Krista drückte ihr Gesicht wieder an seines.
»Und was ist mit deinem Vater? Weil du ausziehen willst und so? Wie kommst du mit ihm aus?«
Krista ließ ihr Gesicht, wo es war, nämlich an seiner Wange, aber sie zögerte einen Herzschlag lang.
»Ich habe eigentlich noch nicht mit ihm darüber geredet«, sagte sie. »Alles andere habe ich ihm erzählt. Er hat gesagt, ich muss ins Krankenhaus fahren und darf nicht mehr weggehen. Er gibt auf der ganzen Danforth Avenue mit dir an. Er hält dich für Herkules oder so was. Für ihn bist du ein Held.«
Sie küsste ihn. Er küsste sie.

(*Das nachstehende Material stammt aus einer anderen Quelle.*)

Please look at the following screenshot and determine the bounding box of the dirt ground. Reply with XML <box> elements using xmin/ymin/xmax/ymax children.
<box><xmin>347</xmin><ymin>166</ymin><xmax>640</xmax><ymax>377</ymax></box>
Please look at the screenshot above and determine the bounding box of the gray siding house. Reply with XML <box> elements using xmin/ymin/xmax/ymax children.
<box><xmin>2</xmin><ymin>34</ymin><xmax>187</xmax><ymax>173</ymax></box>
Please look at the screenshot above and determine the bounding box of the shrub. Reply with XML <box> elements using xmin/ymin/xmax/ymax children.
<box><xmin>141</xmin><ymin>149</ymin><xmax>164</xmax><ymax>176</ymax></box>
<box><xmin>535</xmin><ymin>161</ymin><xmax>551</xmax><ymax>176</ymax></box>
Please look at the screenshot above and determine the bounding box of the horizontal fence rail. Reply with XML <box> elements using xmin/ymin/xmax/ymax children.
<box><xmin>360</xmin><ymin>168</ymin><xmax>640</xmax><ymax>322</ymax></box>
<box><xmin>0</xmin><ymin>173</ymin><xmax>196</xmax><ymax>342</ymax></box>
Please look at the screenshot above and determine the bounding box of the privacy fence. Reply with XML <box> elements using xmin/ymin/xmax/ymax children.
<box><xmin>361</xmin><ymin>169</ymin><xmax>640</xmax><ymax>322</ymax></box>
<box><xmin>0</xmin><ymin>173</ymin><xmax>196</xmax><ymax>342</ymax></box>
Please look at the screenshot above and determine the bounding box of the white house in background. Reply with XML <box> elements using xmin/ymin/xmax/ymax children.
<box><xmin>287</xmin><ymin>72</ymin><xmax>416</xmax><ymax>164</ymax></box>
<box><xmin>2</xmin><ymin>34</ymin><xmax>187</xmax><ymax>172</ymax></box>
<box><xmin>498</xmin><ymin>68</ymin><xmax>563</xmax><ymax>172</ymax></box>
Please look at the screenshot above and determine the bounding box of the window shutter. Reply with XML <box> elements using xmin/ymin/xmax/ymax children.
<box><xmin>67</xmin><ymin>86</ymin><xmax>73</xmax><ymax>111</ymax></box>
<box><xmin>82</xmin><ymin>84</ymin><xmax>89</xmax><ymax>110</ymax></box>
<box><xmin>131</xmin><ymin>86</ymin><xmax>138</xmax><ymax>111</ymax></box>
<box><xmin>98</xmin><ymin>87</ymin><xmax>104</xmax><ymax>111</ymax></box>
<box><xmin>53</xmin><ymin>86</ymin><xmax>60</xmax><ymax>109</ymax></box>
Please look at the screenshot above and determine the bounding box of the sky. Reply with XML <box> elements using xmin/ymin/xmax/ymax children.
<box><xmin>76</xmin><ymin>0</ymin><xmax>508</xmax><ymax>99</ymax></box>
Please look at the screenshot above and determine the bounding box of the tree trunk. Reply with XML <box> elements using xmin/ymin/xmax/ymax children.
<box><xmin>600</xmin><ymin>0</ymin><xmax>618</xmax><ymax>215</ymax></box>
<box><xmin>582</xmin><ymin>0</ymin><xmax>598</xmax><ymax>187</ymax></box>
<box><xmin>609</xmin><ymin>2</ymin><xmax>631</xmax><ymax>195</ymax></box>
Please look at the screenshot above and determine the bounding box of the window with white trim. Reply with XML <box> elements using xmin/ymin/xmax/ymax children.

Ihre Gesichter waren nur einen Atemzug voneinander entfernt.
»Ich habe nachgedacht, Walker«, flüsterte sie. »Ich meine, wegen der Wohnung. Vielleicht besorge ich mir eine eigene. Du kannst zu mir kommen, wann du willst. Aber die Gefahr ist vorbei, und vielleicht willst du in deiner Wohnung bleiben. Und wir schauen einfach, wie’s läuft.«
»Wie was läuft?«
»Ich weiß nicht. Vielleicht möchtest du ja verreisen. Was ganz anderes machen.«
Walker versuchte, sie anzusehen, aber sie verbarg ihr Gesicht. Was dachte sie wirklich?
»Meine Wohnung ist Scheiße«, sagte Walker.
»Nein, ist sie nicht«, sagte Krista.
Eines Tages kam Heather Duncan zu Besuch. Es war ein Nachmittag Ende November. Die Sonne schien in sein Krankenzimmer, und er war eingedöst.
Als er die Augen aufschlug, saß sie auf einem Stuhl an der Wand und sah ihn an. Sie trug einen Wintermantel und große, flauschige Ohrenschützer und betrachtete ihn aufmerksam durch ihre Brille.
Er starrte zurück. Eine Weile verharrten sie so.
»Du weißt es, stimmt’s?«
Walker hatte sie nicht begrüßt, und jetzt gab er keine Antwort. Mehr brauchte sie nicht. Sie gab sich selbst die Antwort: »Natürlich weißt du’s.«
»Ich dachte, du wärst meine Freundin«, sagte er.